The combined company will offer guests an even broader array of destinations and experiences, all connected by the Caesars Rewards loyalty network.
On a combined basis, guests will enjoy access to an expansive suite of diversified offerings, comprising 60 casino resorts and gaming facilities, online gaming including sports betting, iCasino, and poker through Caesars’ leading digital platform, retail sports betting at over 200 third-party locations through the William Hill brand, and over 600 Fertitta Entertainment outlets, including Landry’s full-service restaurants, plus multiple amusement, entertainment and aquarium venues.
Caesars CEO Tom Reeg, chief financial officer Bret Yunker, and president and chief operating officer Anthony Carano, are expected to remain in their roles, alongside other members of the corporate management team and property-level management and personnel.
The proposed transaction is not subject to a financing condition.
The transaction will be financed through a combination of equity contributed by Fertitta Entertainment, assumed Caesars’ debt, and new committed debt financing arranged by a group consisting of ten banks.
The transaction is subject to the approval of Caesars Entertainment shareholders and the satisfaction of customary closing conditions, including applicable regulatory approvals.
In addition, the Carano family, which owns approximately 5 per cent of the outstanding shares of Caesars’ common stock, has agreed to roll a portion of their equity interests into Fertitta Entertainment.
Upon completion of the transaction, shares of Caesars’ common stock will no longer be listed on NASDAQ.
The agreement includes a “go-shop” period through July 11, during which time Caesars and its financial and legal advisors may solicit, consider and negotiate alternative acquisition proposals from third parties.
Prior to a vote of the shareholders of Caesars, the Caesars Board will have the right to cause the company to terminate the agreement to enter into an alternative transaction providing for a superior proposal, subject to the terms and conditions of the definitive agreement.
PJT Partners is serving as exclusive financial advisor, Latham & Watkins is serving as legal counsel, and Skadden, Arps, Slate, Meagher & Flom is serving as antitrust counsel to Caesars Entertainment.
Freshfields is serving as counsel to the Carano family.
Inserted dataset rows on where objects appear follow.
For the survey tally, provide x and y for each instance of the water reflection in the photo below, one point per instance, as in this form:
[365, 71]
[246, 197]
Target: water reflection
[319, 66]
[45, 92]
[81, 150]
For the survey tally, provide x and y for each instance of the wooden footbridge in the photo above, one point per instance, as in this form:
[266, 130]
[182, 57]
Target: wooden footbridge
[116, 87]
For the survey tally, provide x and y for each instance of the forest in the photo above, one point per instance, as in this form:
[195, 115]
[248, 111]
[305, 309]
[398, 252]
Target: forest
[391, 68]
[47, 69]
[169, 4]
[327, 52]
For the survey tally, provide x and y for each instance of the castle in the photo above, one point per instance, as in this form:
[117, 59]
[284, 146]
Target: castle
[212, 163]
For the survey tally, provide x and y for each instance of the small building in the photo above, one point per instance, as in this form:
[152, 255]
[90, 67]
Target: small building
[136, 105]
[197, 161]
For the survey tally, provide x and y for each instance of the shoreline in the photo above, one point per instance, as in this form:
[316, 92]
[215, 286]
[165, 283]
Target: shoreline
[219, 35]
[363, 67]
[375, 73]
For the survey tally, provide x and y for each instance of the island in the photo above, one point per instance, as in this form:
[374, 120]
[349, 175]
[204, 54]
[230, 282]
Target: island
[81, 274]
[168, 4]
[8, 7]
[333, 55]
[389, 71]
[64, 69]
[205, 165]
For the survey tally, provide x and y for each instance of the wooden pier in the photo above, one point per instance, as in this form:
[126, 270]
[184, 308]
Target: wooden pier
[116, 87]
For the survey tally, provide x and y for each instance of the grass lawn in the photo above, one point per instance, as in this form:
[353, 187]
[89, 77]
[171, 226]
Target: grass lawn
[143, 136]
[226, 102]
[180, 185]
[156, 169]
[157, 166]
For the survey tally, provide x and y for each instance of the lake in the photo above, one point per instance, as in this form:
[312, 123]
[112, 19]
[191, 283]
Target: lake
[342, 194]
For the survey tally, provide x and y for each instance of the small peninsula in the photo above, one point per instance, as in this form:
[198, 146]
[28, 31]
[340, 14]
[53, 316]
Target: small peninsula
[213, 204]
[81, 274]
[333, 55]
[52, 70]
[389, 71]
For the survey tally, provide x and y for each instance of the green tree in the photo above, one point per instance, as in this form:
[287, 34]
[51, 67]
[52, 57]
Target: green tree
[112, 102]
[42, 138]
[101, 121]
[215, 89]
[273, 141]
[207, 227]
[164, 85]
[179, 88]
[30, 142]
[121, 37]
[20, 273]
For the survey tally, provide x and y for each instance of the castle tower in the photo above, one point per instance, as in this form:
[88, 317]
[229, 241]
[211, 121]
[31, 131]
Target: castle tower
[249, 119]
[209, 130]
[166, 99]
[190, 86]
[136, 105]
Morgan Stanley & Co. and Goldman Sachs & Co. are serving as financial advisors and White & Case is serving as legal counsel to Fertitta Entertainment.
Fertitta Entertainment’s gaming division includes the renowned Golden Nugget Hotel and Casino concept, with locations in Las Vegas, Lake Tahoe, and Laughlin (Nevada); Atlantic City (New Jersey); Biloxi (Mississippi); Lake Charles (Louisiana) and Cripple Creek (Colorado).
Other investments include multiple five and four-star hotel properties, as well as the NBA’s Houston Rockets.
Shares in Caesars Entertainment Inc (NASDAQ:CZR) closed 1.41 per cent higher at $28.78 per share in New York Wednesday, and gained a further 2.08 per cent to $29.38 in pre-market.